My neck fell left to align with the giant head that lay, a few feet away, recumbent with much elegance. It was attached to a large, elaborately designed body congenitally tattooed with stripes. A tail that looked like the plait of a woman endowed with unevenly thick hair brought up the end and with it reminisces of Neytiri. A rotund belly occupied the middle, rising and falling alternately in slow motion, so that the stripes seemed to shrink and expand in length. The undercarriage rested on the wall of an old step-well, a banyan tree overarching all the said set pieces to complete a scene of yestervintage perpetuation.
The tigress was so still and settled, and affected by such peace, that it seemed as though she had sat there for hundreds of years, longer than the oldest elf and the first man, meditating, breathing, being, and the banyan had grown around her, nourished by her light, its leaves greened by her grace.
It was a scene of harmony – of rock, tree and animal, not counting a solitary peacock yonder betwixt the tortuous tresses of the tree. It was a scene of the Shire-like idylls and dreams. Incompletion was absent.

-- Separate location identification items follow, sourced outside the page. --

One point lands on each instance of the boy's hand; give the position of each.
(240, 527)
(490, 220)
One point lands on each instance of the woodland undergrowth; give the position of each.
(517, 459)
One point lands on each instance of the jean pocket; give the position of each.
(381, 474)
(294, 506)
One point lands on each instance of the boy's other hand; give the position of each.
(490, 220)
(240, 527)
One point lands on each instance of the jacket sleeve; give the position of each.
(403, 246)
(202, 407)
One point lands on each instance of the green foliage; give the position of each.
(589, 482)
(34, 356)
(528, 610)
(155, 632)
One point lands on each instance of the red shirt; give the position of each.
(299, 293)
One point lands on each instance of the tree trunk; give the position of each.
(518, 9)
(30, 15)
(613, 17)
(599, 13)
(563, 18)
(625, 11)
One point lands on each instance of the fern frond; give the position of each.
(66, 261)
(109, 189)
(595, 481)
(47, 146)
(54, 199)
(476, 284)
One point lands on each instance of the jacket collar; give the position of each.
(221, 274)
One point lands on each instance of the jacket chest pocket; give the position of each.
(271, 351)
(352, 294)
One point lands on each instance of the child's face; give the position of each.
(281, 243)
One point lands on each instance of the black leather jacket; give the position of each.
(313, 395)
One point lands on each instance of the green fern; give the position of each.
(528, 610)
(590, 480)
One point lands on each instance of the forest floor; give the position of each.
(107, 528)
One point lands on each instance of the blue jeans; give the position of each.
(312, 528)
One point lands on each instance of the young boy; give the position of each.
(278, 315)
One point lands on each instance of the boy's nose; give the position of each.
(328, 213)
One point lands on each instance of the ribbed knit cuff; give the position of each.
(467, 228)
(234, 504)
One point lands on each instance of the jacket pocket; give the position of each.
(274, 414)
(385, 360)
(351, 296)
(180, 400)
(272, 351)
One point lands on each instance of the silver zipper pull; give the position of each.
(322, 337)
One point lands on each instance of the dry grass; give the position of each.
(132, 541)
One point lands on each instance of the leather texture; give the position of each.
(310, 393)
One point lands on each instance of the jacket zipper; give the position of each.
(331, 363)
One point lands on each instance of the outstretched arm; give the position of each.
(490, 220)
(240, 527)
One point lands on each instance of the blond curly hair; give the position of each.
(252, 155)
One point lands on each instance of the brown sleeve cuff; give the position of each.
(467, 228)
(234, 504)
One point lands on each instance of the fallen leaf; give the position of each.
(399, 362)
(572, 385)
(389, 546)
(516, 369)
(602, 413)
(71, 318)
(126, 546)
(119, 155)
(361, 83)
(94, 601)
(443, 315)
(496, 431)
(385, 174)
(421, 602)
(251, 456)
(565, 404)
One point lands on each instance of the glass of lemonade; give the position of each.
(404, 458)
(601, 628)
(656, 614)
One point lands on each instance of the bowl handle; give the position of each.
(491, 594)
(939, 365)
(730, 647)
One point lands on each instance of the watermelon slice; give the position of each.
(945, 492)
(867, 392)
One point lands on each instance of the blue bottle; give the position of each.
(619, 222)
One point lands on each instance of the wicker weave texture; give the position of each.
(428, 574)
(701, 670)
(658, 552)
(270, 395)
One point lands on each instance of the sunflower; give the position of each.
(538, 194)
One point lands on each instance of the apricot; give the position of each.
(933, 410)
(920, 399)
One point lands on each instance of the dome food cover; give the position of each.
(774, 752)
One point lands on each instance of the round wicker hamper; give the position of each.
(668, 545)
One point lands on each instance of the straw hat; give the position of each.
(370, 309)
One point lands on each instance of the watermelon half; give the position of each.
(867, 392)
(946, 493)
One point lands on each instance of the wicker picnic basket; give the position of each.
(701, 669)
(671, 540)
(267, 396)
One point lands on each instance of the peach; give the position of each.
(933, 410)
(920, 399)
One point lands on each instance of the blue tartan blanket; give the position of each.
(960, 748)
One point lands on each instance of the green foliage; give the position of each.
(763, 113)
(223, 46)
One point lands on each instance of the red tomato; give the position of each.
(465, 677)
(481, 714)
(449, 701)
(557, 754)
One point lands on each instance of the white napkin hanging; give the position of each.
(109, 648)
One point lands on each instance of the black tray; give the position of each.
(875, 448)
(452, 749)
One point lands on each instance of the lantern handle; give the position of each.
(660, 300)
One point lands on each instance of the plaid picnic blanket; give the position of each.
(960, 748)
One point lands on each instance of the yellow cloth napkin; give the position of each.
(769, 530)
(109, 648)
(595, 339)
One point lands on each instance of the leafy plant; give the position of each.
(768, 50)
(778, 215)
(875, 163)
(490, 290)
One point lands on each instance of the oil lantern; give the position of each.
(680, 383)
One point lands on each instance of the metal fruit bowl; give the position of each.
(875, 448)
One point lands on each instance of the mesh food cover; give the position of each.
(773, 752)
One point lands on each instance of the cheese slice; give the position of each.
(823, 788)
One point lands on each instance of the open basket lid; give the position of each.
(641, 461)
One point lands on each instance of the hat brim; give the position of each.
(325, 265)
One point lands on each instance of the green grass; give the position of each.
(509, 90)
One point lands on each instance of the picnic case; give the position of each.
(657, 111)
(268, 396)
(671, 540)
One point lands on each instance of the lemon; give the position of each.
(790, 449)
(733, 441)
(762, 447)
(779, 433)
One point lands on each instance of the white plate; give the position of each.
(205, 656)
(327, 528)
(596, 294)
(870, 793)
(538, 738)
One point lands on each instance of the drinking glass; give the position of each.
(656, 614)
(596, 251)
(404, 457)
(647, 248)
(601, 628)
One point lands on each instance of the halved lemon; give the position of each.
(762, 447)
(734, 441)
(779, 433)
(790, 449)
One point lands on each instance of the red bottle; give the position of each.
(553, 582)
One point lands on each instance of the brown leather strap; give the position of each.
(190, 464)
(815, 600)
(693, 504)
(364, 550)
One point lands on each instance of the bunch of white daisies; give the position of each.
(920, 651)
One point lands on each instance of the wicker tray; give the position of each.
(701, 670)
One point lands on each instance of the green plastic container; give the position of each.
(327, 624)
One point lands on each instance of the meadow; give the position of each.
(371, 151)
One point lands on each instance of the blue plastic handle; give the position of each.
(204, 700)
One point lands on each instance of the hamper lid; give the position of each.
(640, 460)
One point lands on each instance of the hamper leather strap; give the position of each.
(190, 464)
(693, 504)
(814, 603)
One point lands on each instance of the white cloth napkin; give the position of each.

I was now struck, as it was impossible not to be, by how moments of truth appeared to sing revealing peans of life, and yet left me transfixed by their mystery, a bit like an alien language – its sounds mellifluous but meaning obscure. Until I realised that being doesn’t necessarily have meaning at all unless I attached one to it.
And as I sat there like a globule, part of a magical moment and yet able to observe it as though I were apart, free from the pursuit of purpose, my neck falling off to the left and my eyes meeting hers beneath the wised curls of the banyan, just like that in the language of a spacious silence, I saw the avatar of eternity and I had caught a ripple of its gentle current.